3.Incumbency of Officers. The persons signing this certificate and the Transaction Documents described in paragraph 5 of this Certificate were on the date or dates of the execution of this certificate and the Transaction Documents, and are on this date, the duly appointed or elected, qualified and acting officers of the Sponsor, holding the respective offices set opposite their names, and the signatures set opposite their respective names appearing at the end of this certificate and the respective Transaction Documents are their true and genuine signatures.

4.Resolutions. Attached as Exhibit D to the Sponsor's Original Closing Certificate are true, correct and complete copies of resolutions presented to the Board of Directors of the Sponsor at a meeting thereof duly called, convened and held on June 8, 2006, at such meeting a quorum was present and voted throughout and said resolutions were duly adopted. Said resolutions do not, and did not, in any manner contravene the Articles of Incorporation or Bylaws of the Sponsor as such Articles of Incorporation and Bylaws now exist and as they existed as of the date of adoption of said resolutions. Said resolutions have not been amended, repealed or modified in any manner except as therein stated and are on the date hereof still in full force and effect.
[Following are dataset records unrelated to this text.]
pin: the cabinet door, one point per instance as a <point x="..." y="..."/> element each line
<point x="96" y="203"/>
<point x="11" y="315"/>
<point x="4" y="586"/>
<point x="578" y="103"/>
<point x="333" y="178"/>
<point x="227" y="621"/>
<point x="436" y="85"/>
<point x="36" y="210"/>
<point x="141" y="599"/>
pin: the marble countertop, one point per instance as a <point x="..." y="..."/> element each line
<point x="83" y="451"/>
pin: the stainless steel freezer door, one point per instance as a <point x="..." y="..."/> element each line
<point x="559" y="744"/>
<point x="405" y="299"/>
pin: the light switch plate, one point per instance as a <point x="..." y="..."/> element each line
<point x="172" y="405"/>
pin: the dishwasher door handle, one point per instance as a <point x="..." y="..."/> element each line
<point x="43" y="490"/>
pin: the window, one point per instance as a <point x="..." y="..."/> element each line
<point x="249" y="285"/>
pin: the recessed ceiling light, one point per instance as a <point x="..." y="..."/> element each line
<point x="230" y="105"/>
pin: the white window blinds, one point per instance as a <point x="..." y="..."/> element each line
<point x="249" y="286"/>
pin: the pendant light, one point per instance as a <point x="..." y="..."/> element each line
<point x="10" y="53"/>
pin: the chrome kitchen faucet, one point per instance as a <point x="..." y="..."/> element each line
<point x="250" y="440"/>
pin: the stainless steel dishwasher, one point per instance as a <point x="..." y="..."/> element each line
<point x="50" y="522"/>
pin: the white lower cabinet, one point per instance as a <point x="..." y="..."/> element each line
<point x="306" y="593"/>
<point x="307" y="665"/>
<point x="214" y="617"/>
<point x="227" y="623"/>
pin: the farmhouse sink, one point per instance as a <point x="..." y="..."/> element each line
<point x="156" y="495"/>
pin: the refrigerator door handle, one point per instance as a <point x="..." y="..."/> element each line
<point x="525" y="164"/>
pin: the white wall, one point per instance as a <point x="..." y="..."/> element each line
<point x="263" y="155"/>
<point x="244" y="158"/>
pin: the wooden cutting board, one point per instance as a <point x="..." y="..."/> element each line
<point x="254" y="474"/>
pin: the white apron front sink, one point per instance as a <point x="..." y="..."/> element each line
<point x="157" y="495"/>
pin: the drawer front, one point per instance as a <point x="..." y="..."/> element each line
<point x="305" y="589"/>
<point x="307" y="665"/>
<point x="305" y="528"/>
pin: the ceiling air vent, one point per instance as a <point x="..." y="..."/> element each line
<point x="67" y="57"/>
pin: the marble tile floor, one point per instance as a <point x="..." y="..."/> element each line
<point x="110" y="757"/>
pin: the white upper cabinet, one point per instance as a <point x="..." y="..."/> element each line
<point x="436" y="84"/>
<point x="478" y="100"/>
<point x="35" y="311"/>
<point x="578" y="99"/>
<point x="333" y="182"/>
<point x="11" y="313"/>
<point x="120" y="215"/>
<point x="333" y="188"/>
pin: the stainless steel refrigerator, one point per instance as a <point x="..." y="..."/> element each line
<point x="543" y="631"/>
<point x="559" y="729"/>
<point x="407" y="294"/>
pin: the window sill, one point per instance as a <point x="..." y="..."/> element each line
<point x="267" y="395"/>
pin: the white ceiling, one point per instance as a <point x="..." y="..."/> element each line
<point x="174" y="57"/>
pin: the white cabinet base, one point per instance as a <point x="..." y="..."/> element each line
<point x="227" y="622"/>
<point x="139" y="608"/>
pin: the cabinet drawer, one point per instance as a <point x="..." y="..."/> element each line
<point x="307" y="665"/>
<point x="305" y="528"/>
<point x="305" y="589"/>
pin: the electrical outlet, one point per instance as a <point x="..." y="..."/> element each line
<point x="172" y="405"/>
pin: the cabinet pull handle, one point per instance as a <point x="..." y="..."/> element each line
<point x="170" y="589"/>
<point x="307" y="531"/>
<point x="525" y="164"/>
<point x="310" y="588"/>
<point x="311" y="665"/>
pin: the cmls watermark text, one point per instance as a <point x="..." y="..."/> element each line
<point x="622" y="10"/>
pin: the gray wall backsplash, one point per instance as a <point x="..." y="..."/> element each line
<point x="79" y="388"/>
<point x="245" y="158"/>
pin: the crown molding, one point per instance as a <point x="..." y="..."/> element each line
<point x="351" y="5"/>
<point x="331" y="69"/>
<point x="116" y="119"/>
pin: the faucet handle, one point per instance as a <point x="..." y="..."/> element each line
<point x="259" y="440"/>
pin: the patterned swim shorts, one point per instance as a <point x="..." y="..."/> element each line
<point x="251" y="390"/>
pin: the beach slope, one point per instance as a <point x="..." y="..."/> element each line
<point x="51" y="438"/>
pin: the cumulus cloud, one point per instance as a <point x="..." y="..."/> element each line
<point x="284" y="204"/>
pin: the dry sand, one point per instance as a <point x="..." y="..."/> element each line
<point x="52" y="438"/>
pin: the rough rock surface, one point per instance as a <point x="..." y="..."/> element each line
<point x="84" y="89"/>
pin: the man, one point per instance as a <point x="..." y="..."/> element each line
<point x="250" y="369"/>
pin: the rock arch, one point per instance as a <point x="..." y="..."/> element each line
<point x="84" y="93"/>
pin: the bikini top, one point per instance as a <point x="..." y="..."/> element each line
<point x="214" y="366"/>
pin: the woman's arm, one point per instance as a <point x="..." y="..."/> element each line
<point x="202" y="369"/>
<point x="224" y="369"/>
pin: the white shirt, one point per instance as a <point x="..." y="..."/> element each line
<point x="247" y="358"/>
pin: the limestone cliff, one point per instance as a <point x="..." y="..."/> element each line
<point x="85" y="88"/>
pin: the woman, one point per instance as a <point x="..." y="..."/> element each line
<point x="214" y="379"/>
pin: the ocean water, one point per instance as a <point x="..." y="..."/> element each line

5.Authorization, Execution and Delivery of Transaction Documents. The following documents (the "Transaction Documents") have been duly authorized, executed and delivered in the name and on behalf of the Sponsor by its duly authorized officers, pursuant to and in full compliance with the resolutions of the Board of Directors of the Sponsor referred to in paragraph 4 of this certificate; the copies of said documents contained in the transcript of proceedings relating to the authorization and issuance of the Notes and the delivery of $9,861,000 principal amount of the Notes delivered to the Trustee on December 19, 2006, are true, complete and correct copies or counterparts of said documents as authorized, executed and delivered by the Sponsor, and are in substantially the same forms submitted to and approved by the Board of Directors of the Sponsor at the meeting described in paragraph 4 of this certificate with only such changes therein as have been approved by the officer of the Sponsor executing the same; and said documents have not been amended, modified or rescinded in any manner and are in full force and effect on the date hereof:

(a)Trust Indenture dated as of December 1, 2006 (the "Indenture"), among the Board, the Sponsor and UMB Bank, N.A., as Trustee (the "Trustee");

(b)Letter of Credit and Reimbursement Agreement dated as of December 1, 2006, between the Sponsor and U.S. Bank National Association (the "Credit Facility Provider");

(c)Dealer Agreement dated as of December 1, 2006, among Wachovia Bank, National Association (successor to A.G. Edwards & Sons, Inc..) (the "Dealer"), the Board and the Sponsor; and

(e)Tax Regulatory Agreement dated as of December 1, 2006, among the Board, the Sponsor and the Trustee.

6.Compliance with Transaction Documents. The Sponsor has performed and complied with all the agreements and satisfied all the conditions on its part to be performed and satisfied by Sponsor under the Transaction Documents at or prior to the date hereof.

7.Representations and Warranties. The representations, statements and warranties of Sponsor set forth in the Transaction Documents are true and correct in all material respects as of the date hereof as if made on the date hereof.

8.No Default. No condition or event exists that constitutes, or with the lapse of time or the giving of notice or both would constitute, an event of default under any of the Transaction Documents.